Abstract
Chordoid meningioma (CM) is a rare subtype of meningioma, which represents only 0.5% of all meningiomas. It is classified as Grade II according to the World Health Organization classification because of its tendency to relapse. Pathological and clinical characteristics have been studied in order to forecast the future evolution of the lesions. However, information about infiltration of macrophagic elements and mast cells is very scarce. The authors analyzed the immunohistochemical patterns of three cases and a relapse of CM, in order to verify whether infiltrating macrophages are in a polarized state and what would be the proportion between such elements and mastocytes.
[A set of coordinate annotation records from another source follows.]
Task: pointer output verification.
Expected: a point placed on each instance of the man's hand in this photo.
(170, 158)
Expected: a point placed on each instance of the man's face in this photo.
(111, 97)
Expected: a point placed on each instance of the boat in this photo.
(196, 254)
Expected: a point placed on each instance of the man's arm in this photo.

Results suggest that macrophages in CMs are mainly in a non-polarized or M2 state and their abundance might be associated with a major potential of relapse; additionally, there is an inverse correlation between the number of mast cells and macrophages. Further studies are requested in order to confirm these intriguing data.
Keywords: cancer, chordoid meningioma, innate immunity, macrophage polarization
Introduction
Chordoid meningioma (CM) is a rare subtype of meningioma, accounting to 0.5% of all meningiomas. This lesion normally contains regions that are histologically similar to chordoma, with trabeculae of eosinophilic, vacuolated cells in a myxoid background. The marked tendency to relapse after resection assigned a Grade II by the World Health Organization (WHO).1 Pathological and clinical characteristics of CM have been studied for diagnostic, prognostic, and hypothetical therapeutic purposes,2 but data about innate immunity regulation in such a type of tumors are scarce and mainly described in relation to other meningiomas.2–5 It is well known that mast cells are present in meningiomas, with an increasing number related to the aggressiveness of the neoplasia, but no data are available about the possible relationship between CMs relapse and the abundance of mastocyte population. On the other hand, mononuclear cells that infiltrate meningiomas are mainly composed of T cells and macrophages. Given the intriguing behavior of macrophage populations recruited in the peritumoral space or infiltrating tumor, it seems an important shortcoming for understanding the biology of CM, the lack of studies that analyze the macrophage polarization state. The functional and prognostic significance of the CD68-positive cells detection is currently unclear. Finally, the interaction between innate immunity cells like mast cells and macrophages in meningiomas is actually unknown, in spite of the functional link between these types of cells.5 Here, we present the results of an immunohistochemical analysis of three cases and one relapse of CM, in order to verify the polarization state engaged among macrophages population and what is the proportion between such elements and mastocytes.
Materials and methods
Three patients underwent neurosurgical resection for endocranial tumor. Histopathological diagnosis of CM was confirmed. All subjects expressed their consent for their inclusion in this study, and the expression of markers for macrophages and mast cells characterization was examined by immunohistochemistry. One of the patients had a relapsing lesion, afterward (Table 1).
Table 1.
Characteristics of patients suffering from CMs.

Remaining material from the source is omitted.